The first annual Wordcrafters Conference was full of lagniappe; little extras, unexpected gifts that added up to make the experience extraordinary, from the remarkable lineup of top-notch workshops, sessions and speakers to the craft labs which offered one on one time with best selling authors, to the Introverts Ball.
The lagniappe for me was the spirit and feeling of the conference. During the conference Terry Brooks said, “Every time I write, I am reborn into the world again.” Elizabeth George said, “When I write I feel whole.” Every writer in the room felt a kinship with them. This is what it means to be a writer. Writers are a tribe, a family and are connected by the passion that drives them. This conference managed to tap into that deep well of inspriation and enveloped everyone who showed up in its loving embrace.
Best selling authors like Terry Brooks, Elizabeth George and Susan WIggs didn’t have to show up at an unknown conference in a small town in Oregon, but they did. And not only did they show up, but they brought their passion and open-heartedly shared their experience, knowledge and presence because, “We have all been where you are.”
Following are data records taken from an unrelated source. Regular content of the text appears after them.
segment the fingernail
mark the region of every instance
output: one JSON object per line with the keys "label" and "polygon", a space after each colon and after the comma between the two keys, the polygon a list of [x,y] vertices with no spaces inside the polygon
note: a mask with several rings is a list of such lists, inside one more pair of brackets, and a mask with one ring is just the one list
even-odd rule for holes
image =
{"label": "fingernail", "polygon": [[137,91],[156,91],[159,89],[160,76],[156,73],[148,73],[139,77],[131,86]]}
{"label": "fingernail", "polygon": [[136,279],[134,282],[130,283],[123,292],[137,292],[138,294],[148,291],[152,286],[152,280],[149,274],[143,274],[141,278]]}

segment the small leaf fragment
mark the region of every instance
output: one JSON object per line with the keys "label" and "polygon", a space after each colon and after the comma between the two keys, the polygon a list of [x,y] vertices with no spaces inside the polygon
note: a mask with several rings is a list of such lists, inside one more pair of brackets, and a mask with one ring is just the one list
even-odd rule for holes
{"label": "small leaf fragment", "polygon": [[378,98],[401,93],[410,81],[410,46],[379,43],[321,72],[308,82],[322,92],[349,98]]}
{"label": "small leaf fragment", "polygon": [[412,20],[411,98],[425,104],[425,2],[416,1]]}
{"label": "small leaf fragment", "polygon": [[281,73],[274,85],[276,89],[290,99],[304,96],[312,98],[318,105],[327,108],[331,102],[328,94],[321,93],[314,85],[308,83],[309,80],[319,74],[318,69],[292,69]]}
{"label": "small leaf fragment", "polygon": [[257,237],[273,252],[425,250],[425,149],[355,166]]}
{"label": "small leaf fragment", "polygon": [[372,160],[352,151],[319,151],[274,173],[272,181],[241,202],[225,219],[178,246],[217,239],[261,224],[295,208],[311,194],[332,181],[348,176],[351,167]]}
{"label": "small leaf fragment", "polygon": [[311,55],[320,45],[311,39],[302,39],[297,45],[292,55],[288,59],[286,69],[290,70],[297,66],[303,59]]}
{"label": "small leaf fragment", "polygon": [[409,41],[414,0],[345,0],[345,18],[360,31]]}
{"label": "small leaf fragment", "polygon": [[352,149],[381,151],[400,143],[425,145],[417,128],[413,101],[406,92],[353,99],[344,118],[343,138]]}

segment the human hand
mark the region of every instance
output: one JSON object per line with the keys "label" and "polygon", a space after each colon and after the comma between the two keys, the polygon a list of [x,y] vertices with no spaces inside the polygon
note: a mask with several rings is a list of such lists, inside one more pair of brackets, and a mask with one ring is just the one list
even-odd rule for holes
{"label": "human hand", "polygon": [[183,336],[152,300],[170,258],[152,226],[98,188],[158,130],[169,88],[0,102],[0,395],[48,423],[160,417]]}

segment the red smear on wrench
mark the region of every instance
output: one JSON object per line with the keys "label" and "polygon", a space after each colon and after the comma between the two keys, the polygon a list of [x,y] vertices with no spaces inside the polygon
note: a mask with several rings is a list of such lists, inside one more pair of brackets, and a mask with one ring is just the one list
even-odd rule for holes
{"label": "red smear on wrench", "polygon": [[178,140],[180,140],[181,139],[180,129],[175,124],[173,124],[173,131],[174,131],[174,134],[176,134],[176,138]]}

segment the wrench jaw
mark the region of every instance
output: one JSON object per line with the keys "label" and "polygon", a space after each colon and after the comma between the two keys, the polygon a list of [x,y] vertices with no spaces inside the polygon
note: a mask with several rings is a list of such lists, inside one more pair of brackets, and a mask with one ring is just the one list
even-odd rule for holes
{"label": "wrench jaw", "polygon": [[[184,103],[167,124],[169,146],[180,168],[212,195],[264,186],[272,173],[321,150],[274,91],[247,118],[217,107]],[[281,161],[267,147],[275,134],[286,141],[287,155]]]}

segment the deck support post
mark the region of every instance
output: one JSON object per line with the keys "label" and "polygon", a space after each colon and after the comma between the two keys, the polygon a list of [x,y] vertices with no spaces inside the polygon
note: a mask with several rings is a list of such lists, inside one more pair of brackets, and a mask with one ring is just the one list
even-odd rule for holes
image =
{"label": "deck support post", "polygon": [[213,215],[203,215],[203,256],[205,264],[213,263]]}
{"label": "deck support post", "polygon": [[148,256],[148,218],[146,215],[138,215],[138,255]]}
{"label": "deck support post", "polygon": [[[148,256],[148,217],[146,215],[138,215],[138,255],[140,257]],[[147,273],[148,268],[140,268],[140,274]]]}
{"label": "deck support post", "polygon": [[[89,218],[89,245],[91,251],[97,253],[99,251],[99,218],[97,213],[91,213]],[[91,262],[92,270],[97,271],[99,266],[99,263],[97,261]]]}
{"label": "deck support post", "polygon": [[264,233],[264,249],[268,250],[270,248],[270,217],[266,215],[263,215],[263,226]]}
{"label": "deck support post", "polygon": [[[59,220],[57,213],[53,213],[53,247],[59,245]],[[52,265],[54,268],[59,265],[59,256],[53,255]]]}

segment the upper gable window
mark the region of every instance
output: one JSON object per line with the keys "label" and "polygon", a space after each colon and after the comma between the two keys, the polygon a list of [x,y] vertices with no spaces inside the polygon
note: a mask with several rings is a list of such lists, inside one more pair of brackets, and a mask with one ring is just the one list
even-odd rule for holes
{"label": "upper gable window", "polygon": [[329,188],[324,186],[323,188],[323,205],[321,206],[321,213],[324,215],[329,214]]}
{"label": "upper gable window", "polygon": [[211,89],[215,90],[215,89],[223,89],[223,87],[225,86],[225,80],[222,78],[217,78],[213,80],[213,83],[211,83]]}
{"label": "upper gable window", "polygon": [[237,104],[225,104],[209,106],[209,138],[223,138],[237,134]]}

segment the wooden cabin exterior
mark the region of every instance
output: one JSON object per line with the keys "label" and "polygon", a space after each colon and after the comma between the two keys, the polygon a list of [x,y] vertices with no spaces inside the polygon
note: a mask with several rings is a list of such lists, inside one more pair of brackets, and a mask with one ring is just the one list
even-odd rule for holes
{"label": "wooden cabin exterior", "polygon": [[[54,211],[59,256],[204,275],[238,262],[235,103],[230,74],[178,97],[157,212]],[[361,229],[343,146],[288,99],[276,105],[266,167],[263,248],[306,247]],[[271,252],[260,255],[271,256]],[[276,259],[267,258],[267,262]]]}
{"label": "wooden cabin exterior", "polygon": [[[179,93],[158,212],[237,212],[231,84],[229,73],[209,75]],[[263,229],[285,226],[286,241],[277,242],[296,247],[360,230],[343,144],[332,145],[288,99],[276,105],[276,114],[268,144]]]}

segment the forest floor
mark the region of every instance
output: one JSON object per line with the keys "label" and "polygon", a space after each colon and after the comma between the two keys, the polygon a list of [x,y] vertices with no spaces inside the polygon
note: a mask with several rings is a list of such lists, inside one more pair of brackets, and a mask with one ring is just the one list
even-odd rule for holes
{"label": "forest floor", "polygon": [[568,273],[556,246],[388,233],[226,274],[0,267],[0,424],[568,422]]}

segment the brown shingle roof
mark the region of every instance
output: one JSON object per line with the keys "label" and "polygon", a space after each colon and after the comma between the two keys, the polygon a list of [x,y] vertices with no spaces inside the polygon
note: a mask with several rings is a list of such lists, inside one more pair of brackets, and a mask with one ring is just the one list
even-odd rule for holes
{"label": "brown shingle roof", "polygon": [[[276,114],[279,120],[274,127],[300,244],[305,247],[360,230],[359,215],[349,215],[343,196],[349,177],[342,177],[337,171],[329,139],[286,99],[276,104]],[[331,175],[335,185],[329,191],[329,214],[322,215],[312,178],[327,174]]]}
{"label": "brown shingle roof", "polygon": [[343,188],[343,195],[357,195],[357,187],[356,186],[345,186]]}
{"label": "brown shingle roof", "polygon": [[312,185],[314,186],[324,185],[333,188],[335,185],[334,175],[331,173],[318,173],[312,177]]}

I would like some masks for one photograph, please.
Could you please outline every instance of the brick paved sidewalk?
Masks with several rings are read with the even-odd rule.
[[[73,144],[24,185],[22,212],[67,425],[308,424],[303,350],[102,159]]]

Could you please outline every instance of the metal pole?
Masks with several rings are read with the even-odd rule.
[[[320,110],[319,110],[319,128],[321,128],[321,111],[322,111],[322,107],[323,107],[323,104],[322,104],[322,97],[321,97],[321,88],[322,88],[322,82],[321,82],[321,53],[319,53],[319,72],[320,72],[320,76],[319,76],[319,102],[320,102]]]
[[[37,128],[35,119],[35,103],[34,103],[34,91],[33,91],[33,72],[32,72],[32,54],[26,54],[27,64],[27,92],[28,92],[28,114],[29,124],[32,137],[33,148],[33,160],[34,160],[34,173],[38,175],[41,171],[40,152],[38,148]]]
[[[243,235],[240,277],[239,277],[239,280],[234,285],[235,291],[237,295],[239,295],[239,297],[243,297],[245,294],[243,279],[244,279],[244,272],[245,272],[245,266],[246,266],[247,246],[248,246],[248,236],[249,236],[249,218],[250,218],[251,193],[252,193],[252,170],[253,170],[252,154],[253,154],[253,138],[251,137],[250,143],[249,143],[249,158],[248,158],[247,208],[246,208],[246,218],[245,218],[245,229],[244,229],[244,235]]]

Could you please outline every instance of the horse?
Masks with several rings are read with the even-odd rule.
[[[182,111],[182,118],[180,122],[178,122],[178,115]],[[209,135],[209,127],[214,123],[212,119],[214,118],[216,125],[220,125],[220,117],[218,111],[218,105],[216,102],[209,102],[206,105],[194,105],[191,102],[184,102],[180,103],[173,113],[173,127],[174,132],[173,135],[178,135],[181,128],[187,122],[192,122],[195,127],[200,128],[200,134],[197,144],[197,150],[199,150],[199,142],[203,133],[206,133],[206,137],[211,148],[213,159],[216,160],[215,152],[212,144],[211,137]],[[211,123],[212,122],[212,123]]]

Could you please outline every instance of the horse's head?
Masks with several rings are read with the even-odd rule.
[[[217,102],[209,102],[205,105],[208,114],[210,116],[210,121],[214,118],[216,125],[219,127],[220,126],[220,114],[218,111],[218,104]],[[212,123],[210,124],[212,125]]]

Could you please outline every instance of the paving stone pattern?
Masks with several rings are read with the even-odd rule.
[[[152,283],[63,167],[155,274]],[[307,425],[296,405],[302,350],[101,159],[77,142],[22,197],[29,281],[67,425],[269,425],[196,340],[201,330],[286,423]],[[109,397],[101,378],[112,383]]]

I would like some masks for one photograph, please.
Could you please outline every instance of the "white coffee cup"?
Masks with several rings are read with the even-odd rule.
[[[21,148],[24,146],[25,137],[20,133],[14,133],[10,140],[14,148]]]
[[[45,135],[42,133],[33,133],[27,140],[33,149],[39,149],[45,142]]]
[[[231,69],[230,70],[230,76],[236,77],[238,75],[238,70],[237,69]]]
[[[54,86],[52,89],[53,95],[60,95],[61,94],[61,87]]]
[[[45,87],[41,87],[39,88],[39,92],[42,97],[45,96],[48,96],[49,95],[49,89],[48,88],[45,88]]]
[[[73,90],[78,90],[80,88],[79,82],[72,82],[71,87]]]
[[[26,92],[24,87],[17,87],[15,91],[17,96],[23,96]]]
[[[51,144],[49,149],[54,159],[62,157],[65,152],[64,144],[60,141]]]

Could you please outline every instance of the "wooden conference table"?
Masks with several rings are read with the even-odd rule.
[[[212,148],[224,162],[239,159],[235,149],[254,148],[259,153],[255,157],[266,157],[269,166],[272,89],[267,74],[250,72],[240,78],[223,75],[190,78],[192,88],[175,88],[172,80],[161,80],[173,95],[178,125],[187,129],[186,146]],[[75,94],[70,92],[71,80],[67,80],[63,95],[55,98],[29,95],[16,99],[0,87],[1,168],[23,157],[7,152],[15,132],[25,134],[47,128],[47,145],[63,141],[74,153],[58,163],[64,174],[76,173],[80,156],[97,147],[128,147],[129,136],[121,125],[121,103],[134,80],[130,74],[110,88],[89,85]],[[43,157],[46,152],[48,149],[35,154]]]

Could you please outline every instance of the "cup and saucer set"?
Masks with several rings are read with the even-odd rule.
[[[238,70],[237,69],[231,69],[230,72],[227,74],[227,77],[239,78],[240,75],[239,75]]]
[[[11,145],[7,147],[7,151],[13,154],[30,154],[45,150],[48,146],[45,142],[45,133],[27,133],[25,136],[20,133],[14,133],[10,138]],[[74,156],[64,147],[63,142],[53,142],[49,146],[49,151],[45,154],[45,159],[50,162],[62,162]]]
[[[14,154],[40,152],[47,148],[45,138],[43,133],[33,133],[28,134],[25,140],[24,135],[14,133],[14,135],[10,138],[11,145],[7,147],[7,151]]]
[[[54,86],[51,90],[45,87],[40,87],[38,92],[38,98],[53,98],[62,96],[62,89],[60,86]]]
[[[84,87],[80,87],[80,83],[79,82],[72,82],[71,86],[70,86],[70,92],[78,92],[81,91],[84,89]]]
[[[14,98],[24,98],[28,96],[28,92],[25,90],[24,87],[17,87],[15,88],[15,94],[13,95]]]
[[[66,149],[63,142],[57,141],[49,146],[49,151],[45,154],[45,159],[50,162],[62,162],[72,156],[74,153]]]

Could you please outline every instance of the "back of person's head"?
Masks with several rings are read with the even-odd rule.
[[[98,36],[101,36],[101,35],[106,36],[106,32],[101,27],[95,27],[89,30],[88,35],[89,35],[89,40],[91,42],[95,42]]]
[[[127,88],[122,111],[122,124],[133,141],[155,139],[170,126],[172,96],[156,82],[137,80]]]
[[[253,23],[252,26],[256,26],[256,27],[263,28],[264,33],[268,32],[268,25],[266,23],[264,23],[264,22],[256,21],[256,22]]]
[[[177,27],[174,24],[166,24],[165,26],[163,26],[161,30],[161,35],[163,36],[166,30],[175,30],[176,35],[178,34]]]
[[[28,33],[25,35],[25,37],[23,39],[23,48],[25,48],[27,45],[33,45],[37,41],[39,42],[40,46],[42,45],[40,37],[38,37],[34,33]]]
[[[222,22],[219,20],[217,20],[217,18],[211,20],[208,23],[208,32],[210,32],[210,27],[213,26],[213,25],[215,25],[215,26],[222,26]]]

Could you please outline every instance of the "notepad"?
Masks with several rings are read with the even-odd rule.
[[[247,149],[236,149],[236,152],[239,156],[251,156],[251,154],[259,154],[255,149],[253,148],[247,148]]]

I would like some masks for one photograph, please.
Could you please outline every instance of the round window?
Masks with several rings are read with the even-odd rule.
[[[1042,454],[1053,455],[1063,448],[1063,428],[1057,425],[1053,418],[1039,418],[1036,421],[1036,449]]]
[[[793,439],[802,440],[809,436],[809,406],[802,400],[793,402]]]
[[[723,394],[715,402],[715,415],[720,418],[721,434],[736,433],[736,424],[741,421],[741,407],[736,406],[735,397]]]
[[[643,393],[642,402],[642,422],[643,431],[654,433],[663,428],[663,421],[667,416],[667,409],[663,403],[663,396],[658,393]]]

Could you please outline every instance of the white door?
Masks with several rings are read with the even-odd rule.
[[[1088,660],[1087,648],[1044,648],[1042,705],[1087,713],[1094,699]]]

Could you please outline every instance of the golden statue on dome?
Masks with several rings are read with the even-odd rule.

The mentoring, the sharing and the generosity of all of the writers, presenters and authors surprised me. Every presenter poured themselves into their work, answering questions and making connections. Every writer I know, from the seasoned professional to the first time published finds ways to take time from their writing to share their hard earned knowledge, either by mentoring, teaching, facilitating critique groups or blogging. This conference pulled on that drive to reach out to others. For example, newly published authors Lisa Alber and Christina Lay reached out during a ‘lunch and learn’ sesion and showed what to expect when your first book is published.
We learned in Elizabeth Engstrom’s workshop on ‘How to Write a Sizzling Sex Scene’, that the most important part of the scene is the afterglow. You know a conference is good when it’s over and no one wants to leave that wonderful afterglow. People started towards the doors, but found reasons to stop and talk, to have just one more cup of coffee together before parting, to enjoy another laugh about the introverts ball or to exchange cards and phone numbers.
Mark your calendar for March 20th, 2015. You need to be there. In the meantime, may all your writing be full of lagniappe.